My employer is moving our department to another building in a few weeks. And as is the norm for our industry, we’ve accumulated enough manila folders in our central filing system that they really should have their own zip code.
In advance of our move, my colleagues and I (from senior management on down) are taking shifts to comb through every manila folder so we can remove and shred all things obsolete. Of course, this – like any decluttering opportunity – delights me.
As I pared down manila file folders alongside some colleagues on Friday, I recalled that at home, our Annual File Fling is just around the corner. Before your eyes glaze over, consider how pleasant it is to easily find the receipts, invoices, and documents you need – from years past or present – on a moment’s notice.
For this project you’ll need:
- Motivation and a hot beverage – current favorite: Ghirardelli Drinking Chocolate
- File cabinet or other contraption that holds hanging file folders
- Set of hanging file folders with labels
- One 12-pocket month-by-month accordion file
- Your favorite pen
Categorize your existing documents
Before you start filing, categorize your existing documents and sort them into separate piles. You’ll likely identify the following categories for file folders: auto records, bank statements, credit card statements, insurance forms, membership contracts, paid bills, tax forms, etc.

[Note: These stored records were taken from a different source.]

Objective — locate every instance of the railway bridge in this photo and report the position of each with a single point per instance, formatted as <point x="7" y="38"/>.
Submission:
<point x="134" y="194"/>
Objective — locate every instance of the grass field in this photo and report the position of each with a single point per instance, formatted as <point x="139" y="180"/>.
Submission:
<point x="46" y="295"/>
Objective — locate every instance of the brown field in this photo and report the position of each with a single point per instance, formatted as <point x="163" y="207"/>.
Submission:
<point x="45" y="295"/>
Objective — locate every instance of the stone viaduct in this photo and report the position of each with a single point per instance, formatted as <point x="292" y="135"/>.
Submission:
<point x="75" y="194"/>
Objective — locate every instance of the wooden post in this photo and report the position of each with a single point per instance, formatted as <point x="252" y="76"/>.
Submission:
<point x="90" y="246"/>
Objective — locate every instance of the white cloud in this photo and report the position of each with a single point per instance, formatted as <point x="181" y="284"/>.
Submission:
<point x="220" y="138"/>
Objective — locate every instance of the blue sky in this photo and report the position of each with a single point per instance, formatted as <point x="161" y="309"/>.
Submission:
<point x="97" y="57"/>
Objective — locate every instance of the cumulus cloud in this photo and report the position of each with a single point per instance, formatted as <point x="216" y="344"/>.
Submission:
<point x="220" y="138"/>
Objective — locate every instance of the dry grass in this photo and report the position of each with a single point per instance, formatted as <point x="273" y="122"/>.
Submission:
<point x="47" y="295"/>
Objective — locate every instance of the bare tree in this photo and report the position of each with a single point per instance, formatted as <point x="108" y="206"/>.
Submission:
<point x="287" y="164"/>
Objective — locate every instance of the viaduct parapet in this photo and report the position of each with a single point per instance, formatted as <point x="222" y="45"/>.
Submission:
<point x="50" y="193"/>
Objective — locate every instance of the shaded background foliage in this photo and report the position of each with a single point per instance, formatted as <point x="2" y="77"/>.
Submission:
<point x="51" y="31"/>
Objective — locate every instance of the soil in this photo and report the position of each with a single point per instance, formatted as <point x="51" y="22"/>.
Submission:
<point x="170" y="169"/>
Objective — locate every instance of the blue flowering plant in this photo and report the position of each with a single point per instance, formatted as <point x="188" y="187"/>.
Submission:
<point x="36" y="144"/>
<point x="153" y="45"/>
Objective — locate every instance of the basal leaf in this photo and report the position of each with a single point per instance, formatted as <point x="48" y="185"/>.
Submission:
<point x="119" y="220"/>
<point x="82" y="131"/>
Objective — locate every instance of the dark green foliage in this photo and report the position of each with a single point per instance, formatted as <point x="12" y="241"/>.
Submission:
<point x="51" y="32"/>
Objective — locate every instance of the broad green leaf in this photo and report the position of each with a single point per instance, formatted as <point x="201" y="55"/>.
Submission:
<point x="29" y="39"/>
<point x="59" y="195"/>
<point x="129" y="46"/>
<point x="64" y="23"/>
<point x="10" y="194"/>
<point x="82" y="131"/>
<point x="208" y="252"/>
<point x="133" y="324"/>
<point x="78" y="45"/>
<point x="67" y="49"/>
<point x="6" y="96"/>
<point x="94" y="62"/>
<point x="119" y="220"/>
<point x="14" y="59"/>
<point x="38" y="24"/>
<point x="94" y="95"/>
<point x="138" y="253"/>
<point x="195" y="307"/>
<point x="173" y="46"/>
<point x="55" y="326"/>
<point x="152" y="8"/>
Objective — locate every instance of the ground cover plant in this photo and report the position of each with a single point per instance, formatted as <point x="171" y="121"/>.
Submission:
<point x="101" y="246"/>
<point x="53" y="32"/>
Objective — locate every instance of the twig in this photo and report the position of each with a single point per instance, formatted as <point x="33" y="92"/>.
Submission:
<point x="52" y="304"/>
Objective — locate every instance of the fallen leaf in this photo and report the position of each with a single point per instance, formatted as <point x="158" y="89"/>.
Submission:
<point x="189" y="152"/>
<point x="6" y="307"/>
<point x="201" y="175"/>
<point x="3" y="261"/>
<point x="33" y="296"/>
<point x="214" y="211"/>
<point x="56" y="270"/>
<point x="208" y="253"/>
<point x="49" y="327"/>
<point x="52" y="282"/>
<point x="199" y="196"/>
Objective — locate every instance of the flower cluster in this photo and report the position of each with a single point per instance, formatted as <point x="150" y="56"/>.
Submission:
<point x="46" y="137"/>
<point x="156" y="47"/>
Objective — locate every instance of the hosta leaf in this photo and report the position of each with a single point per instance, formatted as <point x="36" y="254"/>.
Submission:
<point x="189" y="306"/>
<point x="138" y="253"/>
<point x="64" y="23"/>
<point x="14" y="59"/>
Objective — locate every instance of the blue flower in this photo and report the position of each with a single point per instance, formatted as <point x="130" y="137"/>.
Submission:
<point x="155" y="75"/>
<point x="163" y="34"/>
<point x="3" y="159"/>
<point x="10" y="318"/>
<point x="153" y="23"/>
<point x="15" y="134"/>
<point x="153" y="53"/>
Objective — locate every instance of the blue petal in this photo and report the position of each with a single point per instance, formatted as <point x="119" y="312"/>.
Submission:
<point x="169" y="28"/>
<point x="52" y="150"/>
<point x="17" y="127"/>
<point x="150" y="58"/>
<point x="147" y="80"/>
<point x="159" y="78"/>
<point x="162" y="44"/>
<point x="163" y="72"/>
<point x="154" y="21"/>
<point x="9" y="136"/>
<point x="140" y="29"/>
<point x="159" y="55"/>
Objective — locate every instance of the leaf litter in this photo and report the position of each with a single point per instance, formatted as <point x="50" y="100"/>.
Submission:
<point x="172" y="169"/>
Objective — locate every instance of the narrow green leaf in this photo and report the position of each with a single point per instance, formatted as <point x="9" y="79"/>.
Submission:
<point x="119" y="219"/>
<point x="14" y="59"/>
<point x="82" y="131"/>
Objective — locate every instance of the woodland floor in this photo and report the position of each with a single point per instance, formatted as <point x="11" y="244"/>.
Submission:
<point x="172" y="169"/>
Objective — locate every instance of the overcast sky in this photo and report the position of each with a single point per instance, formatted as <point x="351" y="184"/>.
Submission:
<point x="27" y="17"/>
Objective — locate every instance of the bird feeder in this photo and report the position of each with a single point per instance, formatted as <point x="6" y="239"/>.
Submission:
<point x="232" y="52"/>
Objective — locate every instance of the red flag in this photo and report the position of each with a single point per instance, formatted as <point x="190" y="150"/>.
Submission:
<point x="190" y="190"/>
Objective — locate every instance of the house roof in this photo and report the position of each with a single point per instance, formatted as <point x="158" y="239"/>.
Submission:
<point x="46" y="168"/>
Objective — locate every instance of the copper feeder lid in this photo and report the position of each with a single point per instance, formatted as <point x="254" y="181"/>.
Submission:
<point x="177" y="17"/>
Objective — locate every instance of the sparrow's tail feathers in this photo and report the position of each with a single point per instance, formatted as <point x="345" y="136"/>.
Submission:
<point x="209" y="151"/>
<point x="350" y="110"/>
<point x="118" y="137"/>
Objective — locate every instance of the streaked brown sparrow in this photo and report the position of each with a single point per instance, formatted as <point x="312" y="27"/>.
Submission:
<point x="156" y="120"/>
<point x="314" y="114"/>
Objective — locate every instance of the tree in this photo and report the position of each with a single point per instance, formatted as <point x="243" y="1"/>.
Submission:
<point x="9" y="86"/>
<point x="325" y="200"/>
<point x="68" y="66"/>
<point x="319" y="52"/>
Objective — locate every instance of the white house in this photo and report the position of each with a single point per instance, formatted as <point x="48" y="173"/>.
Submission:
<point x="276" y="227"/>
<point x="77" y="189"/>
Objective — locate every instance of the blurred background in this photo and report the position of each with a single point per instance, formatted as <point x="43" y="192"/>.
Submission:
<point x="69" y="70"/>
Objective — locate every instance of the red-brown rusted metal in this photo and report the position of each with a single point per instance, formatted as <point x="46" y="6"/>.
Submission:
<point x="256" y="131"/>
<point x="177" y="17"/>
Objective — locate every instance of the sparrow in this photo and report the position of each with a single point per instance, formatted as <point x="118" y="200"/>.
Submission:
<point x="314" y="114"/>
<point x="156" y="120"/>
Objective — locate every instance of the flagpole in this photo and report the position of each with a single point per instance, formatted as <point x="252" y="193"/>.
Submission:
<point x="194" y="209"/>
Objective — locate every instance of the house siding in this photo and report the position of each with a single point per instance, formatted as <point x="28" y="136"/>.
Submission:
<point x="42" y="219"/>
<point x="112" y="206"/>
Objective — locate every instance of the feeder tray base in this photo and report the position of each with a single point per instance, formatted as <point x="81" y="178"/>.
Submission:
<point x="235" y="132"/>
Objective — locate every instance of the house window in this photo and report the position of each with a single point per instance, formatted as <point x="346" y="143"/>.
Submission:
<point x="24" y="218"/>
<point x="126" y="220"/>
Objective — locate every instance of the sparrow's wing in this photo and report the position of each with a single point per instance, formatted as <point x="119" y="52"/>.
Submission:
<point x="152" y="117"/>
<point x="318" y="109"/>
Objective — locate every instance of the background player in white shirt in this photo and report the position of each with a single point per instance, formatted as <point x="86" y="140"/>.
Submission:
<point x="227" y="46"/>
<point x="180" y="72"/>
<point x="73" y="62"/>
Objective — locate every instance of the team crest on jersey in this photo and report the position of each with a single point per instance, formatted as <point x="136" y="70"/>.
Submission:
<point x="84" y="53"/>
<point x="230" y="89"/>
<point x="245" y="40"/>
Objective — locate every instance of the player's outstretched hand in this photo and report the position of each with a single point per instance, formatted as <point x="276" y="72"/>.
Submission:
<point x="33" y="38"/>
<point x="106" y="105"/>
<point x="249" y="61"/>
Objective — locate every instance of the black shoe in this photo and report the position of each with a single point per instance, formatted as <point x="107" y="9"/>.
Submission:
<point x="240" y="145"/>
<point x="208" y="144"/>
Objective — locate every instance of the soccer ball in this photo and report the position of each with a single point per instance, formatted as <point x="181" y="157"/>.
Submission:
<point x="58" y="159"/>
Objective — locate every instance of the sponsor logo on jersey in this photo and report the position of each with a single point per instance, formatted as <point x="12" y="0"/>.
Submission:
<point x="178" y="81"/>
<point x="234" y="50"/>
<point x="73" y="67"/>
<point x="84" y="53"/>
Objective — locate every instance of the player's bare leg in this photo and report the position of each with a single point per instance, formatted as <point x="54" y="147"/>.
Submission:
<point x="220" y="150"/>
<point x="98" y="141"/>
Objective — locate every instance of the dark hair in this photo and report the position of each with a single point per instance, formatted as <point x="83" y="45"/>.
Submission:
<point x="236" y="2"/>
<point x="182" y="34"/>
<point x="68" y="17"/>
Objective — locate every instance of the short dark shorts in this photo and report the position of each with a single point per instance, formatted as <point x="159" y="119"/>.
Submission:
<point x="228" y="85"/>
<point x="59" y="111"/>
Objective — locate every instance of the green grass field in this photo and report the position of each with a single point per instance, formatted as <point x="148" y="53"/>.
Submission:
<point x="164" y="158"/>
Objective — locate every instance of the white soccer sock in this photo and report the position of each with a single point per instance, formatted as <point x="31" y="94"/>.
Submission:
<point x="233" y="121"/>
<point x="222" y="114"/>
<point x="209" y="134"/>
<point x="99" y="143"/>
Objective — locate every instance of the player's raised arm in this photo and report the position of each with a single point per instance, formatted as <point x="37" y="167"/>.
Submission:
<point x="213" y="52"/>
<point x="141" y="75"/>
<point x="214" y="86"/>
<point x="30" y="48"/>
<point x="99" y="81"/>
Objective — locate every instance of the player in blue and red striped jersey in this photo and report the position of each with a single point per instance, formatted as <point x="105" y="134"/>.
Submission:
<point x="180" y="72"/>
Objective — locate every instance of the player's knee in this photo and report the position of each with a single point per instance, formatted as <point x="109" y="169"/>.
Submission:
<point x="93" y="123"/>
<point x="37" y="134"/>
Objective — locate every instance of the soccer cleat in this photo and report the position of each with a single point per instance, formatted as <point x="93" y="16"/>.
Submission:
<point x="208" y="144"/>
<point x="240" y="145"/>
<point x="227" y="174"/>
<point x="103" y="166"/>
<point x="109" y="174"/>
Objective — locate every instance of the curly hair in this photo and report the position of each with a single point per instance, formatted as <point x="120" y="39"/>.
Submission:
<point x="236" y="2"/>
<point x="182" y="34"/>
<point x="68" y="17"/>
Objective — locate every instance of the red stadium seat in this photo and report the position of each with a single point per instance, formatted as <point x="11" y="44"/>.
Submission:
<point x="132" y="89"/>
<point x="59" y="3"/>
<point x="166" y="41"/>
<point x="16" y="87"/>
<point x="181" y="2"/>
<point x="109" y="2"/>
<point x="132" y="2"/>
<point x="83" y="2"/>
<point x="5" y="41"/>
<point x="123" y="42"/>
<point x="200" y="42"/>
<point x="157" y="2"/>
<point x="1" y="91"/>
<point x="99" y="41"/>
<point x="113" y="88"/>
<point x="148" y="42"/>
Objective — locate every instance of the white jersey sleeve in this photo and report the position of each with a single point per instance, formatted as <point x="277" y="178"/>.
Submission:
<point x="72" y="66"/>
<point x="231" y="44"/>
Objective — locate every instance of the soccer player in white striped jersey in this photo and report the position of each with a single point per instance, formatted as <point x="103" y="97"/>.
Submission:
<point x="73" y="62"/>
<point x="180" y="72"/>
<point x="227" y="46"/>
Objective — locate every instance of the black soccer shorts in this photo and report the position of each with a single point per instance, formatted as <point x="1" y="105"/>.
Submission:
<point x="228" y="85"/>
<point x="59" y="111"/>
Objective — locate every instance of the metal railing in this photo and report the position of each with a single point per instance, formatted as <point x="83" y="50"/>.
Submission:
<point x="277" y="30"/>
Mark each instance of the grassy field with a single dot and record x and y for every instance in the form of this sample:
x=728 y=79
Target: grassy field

Hint: If you have accounts at two+ banks, or if you have two+ credit cards, cars, etc., you may want separate file folders for each bank, credit card, car, etc.
Pare down your documents and then file, file, file
Label your hanging file folders so that each pile of documents has its own folder. Now comes the fun part! Go through your categorized documents (except receipts) and identify what should be kept, and what’s recyclable or shred-worthy. Then file the “keep” documents in their respective labeled hanging file folders.
Hint: Not sure what to keep, recycle, or shred? Generally speaking, anything involving finances or taxes (i.e. bank statements, credit card statements, investment records, W-2s, etc.) should be kept for seven years. Mortgage or loan papers, titles, and service records should be kept for as long as you own the property, plus seven years. Deeds, titles, mortgage papers, contracts, or anything that you will keep forever (i.e. birth, death, or marriage certificates; military documents; patents and copyrights) should always be kept in a safe deposit box.
Anything that has your personal information on it should be shredded.
Receipts can be filed in your month-by-month accordion file. Store this accordion file in or near your file cabinet for easy use throughout the year.
And you’re finito!
And now for the Annual File Fling
The actual Annual File Fling adventure on which the hubster and I will soon embark is even easier! In early January, grab a no-nonsense accordion file (no labels or individual pockets needed). Flip through your hanging files, removing any Calendar Year 2009 documents that need to be kept for tax purposes, and place them in the plain accordion file labeled “Calendar Year 2009.” Store it someplace safe and dry.
Your hanging file folders should now be relatively empty and ready for use in 2010. Stick to your new filing system, and next year at this time repeat the file purge and File Fling process.
Hint: Put an Annual File Fling reminder on your electronic calendar for late December/early January, and you’re all set!